At Bomgar we believe our role in that effort is to:

Identify the Critical Asset
Protect the Access
Control the Account
Manage the Session  

So how do we do it?

With Bomgar Privileged Access Management and Vault deployed in your environment, your critical assets are protected by an additional layer of security beyond the status quo.  End-users that need access to a high-value resource must route through our solutions for connectivity and pass a series of automated and/or manual security checks and policy requirements before being granted access. 

The user in need of access to this asset does not have the privilege of doing so until they’ve been properly vetted. And even when identity is confirmed and access is granted, they don’t have the knowledge of the credentials, an ability to navigate beyond the parameters of their defined request, a static connection for unrestricted use, or the latitude to take actions without continuous monitoring.  When their work is complete, their session is terminated and they cannot regain connectivity without navigating your defined security checks.

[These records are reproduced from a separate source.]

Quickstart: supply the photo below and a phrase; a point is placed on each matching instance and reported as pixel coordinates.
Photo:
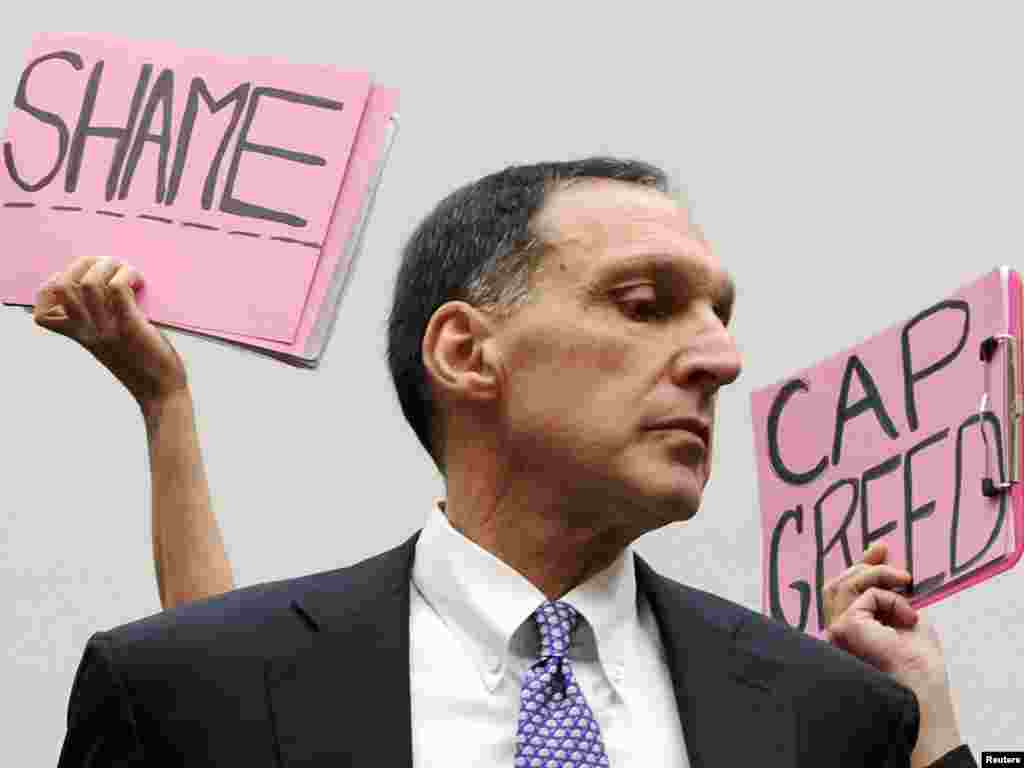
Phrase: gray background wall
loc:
(851, 162)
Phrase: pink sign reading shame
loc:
(892, 440)
(216, 177)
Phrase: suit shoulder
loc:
(251, 612)
(788, 648)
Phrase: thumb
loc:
(124, 302)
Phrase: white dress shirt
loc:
(472, 636)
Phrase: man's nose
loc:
(710, 356)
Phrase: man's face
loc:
(628, 331)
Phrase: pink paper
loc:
(369, 145)
(242, 259)
(953, 529)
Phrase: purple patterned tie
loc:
(556, 727)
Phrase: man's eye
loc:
(643, 309)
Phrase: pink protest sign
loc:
(891, 440)
(339, 244)
(217, 177)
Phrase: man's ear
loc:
(458, 351)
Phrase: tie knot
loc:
(556, 622)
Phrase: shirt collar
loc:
(485, 601)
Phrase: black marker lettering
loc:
(840, 537)
(784, 473)
(199, 90)
(161, 95)
(910, 513)
(22, 102)
(955, 569)
(85, 129)
(869, 475)
(803, 588)
(871, 399)
(911, 377)
(229, 204)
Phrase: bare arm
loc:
(867, 619)
(93, 303)
(187, 548)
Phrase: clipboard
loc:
(912, 436)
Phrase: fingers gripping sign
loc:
(866, 617)
(93, 303)
(841, 592)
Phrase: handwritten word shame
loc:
(848, 497)
(148, 120)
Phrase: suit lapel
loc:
(731, 704)
(342, 696)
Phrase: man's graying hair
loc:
(478, 246)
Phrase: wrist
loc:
(157, 408)
(939, 732)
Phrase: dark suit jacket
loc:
(314, 672)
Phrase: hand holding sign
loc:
(871, 622)
(93, 302)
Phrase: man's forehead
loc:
(603, 221)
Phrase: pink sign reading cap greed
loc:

Perhaps this sounds a bit arduous, but for a critical asset hosting information as sensitive as an entire organization’s W2 data, the alternative has proven insufficient.  And the ramifications of a breach far outweigh the costs of implementing a few more steps to access the data. While employees almost always have the best of intentions, it’s perfectly understandable to help protect the entire organization from an honest, and costly, mistake.